Can anyone suggest somewhere to pitch up in a tent near the beach with enough to do locally to keep a five year old amused?

Ta muchly


----------



## fractionMan (Aug 6, 2013)

Polzeath is quite a good spot for family camping. Nice beach, things to do and other kids to play with.

The campsite is right near the beach too: https://maps.google.co.uk/maps?q=Po...eath,+Cornwall,+United+Kingdom&gl=uk&t=h&z=16


----------



## Fingers (Aug 6, 2013)

fractionMan said:


> Polzeath is quite a good spot for family camping. Nice beach, things to do and other kids to play with.
> 
> The campsite is right near the beach too: https://maps.google.co.uk/maps?q=Polzeath&ll=50.573235,-4.914944&spn=0.008654,0.01884&hnear=Polzeath, Cornwall, United Kingdom&gl=uk&t=h&z=16


 

Thanks fraction, looks ideas and right near Padstow.  It is easy to get to by public transport? Neither of us drive so we will be training it from that London place.


----------



## fractionMan (Aug 6, 2013)

Fingers said:


> Thanks fraction, looks ideas and right near Padstow. It is easy to get to by public transport? Neither of us drive so we will be training it from that London place.


 

Nearest station would be bodmin. There's a bus from bodmin station to padstow, but then it's the ferry to rock and probably a taxi to polzeath so not ideal. I'd ring up a bodmin taxi co and see how much it is direct from there (it's probably 15 miles though  ).

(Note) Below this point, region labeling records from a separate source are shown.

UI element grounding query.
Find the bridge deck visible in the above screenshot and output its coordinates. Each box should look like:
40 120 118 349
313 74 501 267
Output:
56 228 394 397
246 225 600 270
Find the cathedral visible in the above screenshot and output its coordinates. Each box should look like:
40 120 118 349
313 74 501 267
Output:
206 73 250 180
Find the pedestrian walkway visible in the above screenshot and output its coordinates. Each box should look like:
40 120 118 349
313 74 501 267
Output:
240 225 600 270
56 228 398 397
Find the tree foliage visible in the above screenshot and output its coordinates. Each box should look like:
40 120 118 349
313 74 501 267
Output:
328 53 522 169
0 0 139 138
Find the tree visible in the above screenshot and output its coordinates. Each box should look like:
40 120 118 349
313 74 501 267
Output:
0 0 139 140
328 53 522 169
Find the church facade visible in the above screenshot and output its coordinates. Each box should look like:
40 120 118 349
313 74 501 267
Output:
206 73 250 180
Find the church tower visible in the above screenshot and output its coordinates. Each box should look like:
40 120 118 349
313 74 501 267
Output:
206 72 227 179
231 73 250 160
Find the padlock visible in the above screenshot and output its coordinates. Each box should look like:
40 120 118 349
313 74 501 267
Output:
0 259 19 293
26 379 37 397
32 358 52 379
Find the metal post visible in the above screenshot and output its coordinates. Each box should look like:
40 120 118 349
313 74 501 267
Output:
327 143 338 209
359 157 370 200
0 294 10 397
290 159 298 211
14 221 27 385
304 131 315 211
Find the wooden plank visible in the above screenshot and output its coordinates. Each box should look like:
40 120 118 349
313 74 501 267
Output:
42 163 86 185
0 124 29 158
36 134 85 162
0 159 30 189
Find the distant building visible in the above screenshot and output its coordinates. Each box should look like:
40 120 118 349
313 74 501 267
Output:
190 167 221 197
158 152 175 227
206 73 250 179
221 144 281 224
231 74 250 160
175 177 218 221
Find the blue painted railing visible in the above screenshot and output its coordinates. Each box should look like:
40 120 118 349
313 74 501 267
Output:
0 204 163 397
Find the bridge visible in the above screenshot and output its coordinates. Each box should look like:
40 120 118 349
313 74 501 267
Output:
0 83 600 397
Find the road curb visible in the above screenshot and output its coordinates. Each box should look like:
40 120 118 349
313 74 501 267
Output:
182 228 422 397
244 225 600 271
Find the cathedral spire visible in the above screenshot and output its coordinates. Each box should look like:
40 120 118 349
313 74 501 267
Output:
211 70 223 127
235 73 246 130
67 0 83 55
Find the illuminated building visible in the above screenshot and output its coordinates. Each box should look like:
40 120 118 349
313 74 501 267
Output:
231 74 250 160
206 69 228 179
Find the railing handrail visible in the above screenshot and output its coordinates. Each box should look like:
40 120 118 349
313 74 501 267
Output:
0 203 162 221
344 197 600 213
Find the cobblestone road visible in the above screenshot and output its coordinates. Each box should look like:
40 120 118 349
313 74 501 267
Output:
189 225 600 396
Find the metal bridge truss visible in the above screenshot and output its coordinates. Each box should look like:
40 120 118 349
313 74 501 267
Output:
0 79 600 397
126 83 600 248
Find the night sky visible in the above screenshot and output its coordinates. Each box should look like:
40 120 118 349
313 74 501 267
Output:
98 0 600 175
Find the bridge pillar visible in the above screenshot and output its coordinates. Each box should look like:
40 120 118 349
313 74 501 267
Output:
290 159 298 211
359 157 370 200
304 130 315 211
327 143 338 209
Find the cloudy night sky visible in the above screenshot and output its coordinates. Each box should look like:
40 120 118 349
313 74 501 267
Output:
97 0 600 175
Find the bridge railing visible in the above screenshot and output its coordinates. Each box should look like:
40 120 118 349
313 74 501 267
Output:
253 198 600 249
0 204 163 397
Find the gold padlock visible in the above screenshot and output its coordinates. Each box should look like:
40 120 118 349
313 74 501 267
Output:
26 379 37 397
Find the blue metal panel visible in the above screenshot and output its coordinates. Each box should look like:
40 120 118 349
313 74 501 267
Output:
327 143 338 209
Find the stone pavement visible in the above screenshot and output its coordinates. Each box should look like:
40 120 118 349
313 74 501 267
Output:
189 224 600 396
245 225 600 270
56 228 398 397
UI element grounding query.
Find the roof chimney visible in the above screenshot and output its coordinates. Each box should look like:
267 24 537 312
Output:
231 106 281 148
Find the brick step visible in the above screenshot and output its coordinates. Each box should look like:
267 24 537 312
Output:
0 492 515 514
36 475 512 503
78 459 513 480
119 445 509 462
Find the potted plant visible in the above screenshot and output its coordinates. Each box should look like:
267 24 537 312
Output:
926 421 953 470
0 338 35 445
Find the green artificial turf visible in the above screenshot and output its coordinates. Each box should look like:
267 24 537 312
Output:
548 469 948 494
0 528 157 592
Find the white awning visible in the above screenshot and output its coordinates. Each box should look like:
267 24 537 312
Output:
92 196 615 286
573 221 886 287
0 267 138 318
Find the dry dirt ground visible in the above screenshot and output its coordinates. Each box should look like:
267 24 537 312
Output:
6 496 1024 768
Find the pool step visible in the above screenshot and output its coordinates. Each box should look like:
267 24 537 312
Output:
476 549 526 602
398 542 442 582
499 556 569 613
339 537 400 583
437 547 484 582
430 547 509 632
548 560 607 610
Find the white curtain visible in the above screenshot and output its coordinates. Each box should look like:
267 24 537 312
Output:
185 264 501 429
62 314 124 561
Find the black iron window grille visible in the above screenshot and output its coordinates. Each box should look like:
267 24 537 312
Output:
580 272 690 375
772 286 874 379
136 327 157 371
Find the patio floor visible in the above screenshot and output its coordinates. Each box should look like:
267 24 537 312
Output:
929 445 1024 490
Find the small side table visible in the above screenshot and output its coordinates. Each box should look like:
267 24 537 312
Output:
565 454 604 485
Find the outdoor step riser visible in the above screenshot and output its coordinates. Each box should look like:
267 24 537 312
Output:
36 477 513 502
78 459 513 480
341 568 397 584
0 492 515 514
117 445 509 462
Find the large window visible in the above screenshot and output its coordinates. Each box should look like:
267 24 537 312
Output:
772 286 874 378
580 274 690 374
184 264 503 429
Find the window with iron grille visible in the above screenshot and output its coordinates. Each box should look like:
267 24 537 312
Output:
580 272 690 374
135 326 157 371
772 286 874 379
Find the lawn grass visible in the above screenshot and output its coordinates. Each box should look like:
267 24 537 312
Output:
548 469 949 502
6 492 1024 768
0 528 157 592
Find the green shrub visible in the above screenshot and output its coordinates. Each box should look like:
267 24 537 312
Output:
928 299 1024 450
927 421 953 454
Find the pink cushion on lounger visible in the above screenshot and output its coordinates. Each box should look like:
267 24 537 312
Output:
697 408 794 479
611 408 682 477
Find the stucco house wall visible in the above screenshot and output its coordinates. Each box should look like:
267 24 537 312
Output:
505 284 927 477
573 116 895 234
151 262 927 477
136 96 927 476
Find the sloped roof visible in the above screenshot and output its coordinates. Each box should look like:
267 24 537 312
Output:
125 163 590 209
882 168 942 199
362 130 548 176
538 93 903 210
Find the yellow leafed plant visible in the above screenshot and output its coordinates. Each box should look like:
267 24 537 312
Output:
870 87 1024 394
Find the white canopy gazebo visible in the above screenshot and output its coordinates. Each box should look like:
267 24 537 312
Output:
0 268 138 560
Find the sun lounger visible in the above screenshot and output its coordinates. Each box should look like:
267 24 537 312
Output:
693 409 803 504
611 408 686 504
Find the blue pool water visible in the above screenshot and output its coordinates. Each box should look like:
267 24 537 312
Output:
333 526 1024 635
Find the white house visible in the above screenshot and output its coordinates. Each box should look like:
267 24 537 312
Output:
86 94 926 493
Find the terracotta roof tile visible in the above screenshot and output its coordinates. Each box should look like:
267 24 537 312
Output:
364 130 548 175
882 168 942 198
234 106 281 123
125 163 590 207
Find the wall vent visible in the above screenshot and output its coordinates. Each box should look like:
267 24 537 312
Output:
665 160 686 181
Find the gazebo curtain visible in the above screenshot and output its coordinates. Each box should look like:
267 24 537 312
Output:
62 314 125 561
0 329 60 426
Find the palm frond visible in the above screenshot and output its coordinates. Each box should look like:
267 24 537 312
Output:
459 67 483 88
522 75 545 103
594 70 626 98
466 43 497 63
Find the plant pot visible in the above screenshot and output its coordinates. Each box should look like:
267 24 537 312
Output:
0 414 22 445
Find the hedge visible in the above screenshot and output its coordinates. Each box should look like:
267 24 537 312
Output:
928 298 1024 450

I've done bodmin station -> constantine/treyarnon bay a fair few times on the bus and it's fine (change at padstow). They're lovely spots, but there's not much there but a campsite and a shop. Harlyn is also near padstow and has a bus stop iirc.  More of a holiday camp feel but a nice beach.


----------



## fractionMan (Aug 6, 2013)

Hayle is also nice and is very near st earth station. There's a few camping options around there with kids stuff. It's also close to st ives for a day out if that's what you fancy (st ives has a great beach too)  I've done all of those on public transport with a kid.


----------



## Fingers (Aug 6, 2013)

fractionMan said:


> Hayle is also nice and is very near st earth station. There's a few camping options around there with kids stuff. It's also close to st ives for a day out if that's what you fancy (st ives has a great beach too) I've done all of those on public transport with a kid.


 

Cool thanks. Been to Harlyn last year for a day and it was OK. Looks like Polzeath could be a good idea.  Are there child friendly pubs nearby?


----------



## Kanda (Aug 6, 2013)

Perranporth is great.


----------



## fractionMan (Aug 6, 2013)

Fingers said:


> Cool thanks. Been to Harlyn last year for a day and it was OK. Looks like Polzeath could be a good idea. Are there child friendly pubs nearby?


 

I've not been there for a good few years but there was at least three pubs in easy walking distance and loads of kids everywhere.  The campsite had a bar and games room.


----------



## Fingers (Aug 6, 2013)

That seems to be all of the ticks ticked. It is down to the weather now! We may just sod the weather regardless.


----------



## ChrisD (Aug 6, 2013)

Bus available to polzeath from exeter -but takes a long time (will check tomorrow if interested). Have been there a lot in last few years. My kids are teenagers so can't remember if child friendly.   Lovely beach which is reason for going.


----------



## toggle (Aug 6, 2013)

Fingers said:


> Cool thanks. Been to Harlyn last year for a day and it was OK. Looks like Polzeath could be a good idea. Are there child friendly pubs nearby?


 
pretty much all pubs that aren't places like the newquay town center pissed up teenager bars are child friendly.


----------



## toggle (Aug 6, 2013)

public transport to most of the nice beachy places is a pain in the bum though. I have been told perranporth is relatively accessible by bus from truro. beach is nice (just stay the hell out of beach 'caves' there or anywhere else in Cornwall), i've been in several of the town pubs with my kids.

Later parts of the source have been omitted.